Hace 50 años se fundó en Medellín la Bblioteca Comunitaria El Principito ubicada en el barrio La Esperanza entre los límites de la Comuna 6 y la Comuna 5, por unas mujeres que conformaban el grupo SERVICOR (Servir con el Corazón). En un principio estuvo ubicada en un salón de la parroquia del barrio, y luego se trasladó a la sede actual. Una casa pintada de azul que combina con casi todo lo que hay en su interior. En cuya fachada hay dibujadas estrellas de distintos colores y formas que hablan, como la biblioteca, de lo diversos que somos.

La Biblioteca Familia La Esperanza (como se llama hoy en día) es un espacio tan pequeño como mágico: para entrar hay que bajar unas escaleras que dan a una puerta metálica de color azul. Al llegar hay varios niños afuera ansiosos por entrar, pero esperan con paciencia a que sea la hora de apertura. “¿Todos los días son asi?” le preguntamos a una de las bibliotecólogas, ella responde con una sonrisa: “Todos”. Una vez abiertas las puertas el asombro es inmediato. A la derecha unos bellos cubículos enumerados para que todo el que ingrese deje sus objetos personales son prueba de que a pesar de ser un espacio para todos, también hay reglas. A simple vista es un lugar pequeño, pero su inmensidad no radica en los metros cuadrados. La Esperanza es, sin lugar a dudas, el hogar del conocimiento del barrio.

Tiene unas estanterías verde aguamarina que albergan una colección de más de 4.000 libros. Las mesas, del mismo color, están dotadas con computadores de última generación donde los niños interactúan con el mundo digital. Y definitivamente, el alma de la biblioteca son sus personas. Quienes trabajan allí o las que llegan todos los días a los talleres o a conectarse con la lectura. La biblioteca, como dice su lema, es “un espacio para el encuentro y el aprendizaje”. Un aprendizaje entendido no únicamente como un tema académico, sino también social y personal. Como Juan Pablo, el niño al que no dejaron entrar al colegio por llegar tarde que decide irse para la biblioteca a leer “porque me gusta”. En su actitud se da uno cuenta de que la autonomía no se impone y de que este lugar, esta biblioteca, es de puertas abiertas para todos y por cualquier motivo.

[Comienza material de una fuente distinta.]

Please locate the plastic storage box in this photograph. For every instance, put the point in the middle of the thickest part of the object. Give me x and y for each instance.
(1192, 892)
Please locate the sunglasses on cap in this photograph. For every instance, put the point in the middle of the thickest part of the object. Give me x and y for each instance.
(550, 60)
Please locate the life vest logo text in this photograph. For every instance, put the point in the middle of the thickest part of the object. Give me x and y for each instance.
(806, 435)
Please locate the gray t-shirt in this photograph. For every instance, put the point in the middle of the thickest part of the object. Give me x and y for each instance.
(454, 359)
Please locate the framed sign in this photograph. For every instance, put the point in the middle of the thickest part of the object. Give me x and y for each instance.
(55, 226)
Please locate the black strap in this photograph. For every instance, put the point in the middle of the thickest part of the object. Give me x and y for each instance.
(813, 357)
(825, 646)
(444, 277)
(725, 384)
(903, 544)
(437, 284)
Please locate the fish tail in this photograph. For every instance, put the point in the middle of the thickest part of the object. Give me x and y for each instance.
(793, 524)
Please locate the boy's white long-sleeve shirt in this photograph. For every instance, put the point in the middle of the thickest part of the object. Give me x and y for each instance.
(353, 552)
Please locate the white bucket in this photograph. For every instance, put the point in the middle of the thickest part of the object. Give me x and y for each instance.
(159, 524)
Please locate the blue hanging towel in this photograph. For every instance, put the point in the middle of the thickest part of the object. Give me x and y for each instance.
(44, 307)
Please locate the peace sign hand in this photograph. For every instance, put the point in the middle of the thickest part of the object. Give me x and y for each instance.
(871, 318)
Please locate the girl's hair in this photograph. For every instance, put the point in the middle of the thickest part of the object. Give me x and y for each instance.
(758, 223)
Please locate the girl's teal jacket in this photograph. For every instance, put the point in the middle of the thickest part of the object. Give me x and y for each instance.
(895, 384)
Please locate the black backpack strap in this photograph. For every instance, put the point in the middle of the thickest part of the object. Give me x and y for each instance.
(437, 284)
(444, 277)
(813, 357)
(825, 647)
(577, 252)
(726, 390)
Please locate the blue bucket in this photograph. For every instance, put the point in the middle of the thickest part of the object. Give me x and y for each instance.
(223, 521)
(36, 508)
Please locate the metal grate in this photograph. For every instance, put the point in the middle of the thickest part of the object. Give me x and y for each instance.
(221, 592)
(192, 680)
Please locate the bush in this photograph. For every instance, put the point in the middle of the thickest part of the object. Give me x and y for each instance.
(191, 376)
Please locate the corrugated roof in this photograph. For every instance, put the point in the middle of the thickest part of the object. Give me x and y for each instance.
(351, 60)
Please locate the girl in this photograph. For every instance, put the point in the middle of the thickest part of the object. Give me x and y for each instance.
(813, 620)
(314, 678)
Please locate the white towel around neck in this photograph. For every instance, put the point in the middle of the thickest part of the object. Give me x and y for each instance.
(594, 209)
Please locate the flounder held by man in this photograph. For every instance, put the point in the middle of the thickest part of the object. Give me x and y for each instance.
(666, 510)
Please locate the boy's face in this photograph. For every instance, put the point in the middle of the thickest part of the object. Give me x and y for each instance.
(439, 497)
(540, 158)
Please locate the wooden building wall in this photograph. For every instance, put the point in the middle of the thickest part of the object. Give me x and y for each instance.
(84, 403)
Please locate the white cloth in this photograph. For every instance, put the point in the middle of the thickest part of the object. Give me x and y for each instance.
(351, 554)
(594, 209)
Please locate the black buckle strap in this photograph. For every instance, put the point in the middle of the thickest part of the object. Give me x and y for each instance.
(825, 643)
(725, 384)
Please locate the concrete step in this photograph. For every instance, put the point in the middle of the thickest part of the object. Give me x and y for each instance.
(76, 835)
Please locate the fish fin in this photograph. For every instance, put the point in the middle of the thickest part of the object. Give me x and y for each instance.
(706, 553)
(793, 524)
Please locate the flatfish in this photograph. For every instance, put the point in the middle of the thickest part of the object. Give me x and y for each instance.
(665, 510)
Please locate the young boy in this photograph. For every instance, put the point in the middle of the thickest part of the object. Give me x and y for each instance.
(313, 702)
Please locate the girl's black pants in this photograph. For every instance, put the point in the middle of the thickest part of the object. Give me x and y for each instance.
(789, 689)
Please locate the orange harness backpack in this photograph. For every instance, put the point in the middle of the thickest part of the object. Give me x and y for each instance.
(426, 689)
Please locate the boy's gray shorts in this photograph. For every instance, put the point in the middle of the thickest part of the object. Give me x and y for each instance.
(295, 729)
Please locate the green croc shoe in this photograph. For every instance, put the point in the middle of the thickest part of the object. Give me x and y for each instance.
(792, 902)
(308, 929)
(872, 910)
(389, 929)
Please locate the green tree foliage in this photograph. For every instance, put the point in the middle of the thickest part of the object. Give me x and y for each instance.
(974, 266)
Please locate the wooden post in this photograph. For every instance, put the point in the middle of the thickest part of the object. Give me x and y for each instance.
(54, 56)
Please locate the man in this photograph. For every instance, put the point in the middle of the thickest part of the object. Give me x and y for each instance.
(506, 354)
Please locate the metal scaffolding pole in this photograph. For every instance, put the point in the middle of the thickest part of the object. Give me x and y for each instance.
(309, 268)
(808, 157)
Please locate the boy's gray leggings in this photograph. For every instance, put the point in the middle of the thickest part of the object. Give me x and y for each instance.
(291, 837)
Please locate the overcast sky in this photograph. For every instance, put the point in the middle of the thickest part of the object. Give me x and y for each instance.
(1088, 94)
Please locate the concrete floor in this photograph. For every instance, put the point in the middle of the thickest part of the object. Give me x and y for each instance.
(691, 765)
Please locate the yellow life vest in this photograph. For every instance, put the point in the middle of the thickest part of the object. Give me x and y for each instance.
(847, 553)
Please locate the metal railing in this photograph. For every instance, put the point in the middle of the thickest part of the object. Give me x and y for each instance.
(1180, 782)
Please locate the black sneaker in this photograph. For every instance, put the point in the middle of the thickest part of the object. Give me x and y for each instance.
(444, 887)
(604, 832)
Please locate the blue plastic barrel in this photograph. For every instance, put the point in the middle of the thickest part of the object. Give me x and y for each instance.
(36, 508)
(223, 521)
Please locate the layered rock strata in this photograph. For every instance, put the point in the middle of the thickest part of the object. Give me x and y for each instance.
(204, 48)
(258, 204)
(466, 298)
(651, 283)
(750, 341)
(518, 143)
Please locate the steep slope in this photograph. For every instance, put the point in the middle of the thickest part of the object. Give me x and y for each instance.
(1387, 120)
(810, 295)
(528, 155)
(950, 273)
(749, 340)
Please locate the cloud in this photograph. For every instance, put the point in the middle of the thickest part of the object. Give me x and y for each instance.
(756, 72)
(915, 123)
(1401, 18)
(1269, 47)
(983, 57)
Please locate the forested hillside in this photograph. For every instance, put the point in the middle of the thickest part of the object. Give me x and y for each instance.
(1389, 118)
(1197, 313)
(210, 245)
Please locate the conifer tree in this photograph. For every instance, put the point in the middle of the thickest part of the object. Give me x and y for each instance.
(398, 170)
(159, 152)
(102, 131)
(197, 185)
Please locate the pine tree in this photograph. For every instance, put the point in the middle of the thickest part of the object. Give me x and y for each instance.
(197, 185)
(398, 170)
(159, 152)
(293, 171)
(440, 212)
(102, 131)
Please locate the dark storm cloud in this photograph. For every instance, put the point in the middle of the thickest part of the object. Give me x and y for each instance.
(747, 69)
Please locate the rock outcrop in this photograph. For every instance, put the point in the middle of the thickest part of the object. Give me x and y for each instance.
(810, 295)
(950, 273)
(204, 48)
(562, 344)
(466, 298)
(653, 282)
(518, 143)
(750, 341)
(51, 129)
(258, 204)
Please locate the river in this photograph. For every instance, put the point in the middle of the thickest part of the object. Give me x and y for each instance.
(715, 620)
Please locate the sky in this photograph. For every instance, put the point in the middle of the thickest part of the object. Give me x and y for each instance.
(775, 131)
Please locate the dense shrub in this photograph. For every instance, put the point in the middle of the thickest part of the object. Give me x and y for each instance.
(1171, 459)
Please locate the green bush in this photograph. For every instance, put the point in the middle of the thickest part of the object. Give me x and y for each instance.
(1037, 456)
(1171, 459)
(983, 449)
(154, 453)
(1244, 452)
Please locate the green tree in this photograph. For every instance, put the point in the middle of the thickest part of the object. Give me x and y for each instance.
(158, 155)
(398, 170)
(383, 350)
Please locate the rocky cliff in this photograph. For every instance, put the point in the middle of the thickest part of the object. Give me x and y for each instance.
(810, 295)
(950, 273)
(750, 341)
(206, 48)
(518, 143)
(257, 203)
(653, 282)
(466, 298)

La Esperanza es la biblioteca popular más antigua de Medellín, Sandra Zuluaga, directora de la fundación Ratón de Biblioteca expresa que “La importancia de esta biblioteca radica en que más que un espacio físico donde se guardan libros o se hacen talleres es que es de la comunidad y ellos se apropian de ella con amor. La cuidan y acuden a ella no solo para leer o estudiar, sino para relajarse, sentirse seguros, hablar de cualquier duda que tengan o de problemas personales”.

La Biblioteca Familia La Esperanza es eso: un espacio para el conocimiento, el hogar de miles de libros, una familia, un motivo para nunca perder la esperanza.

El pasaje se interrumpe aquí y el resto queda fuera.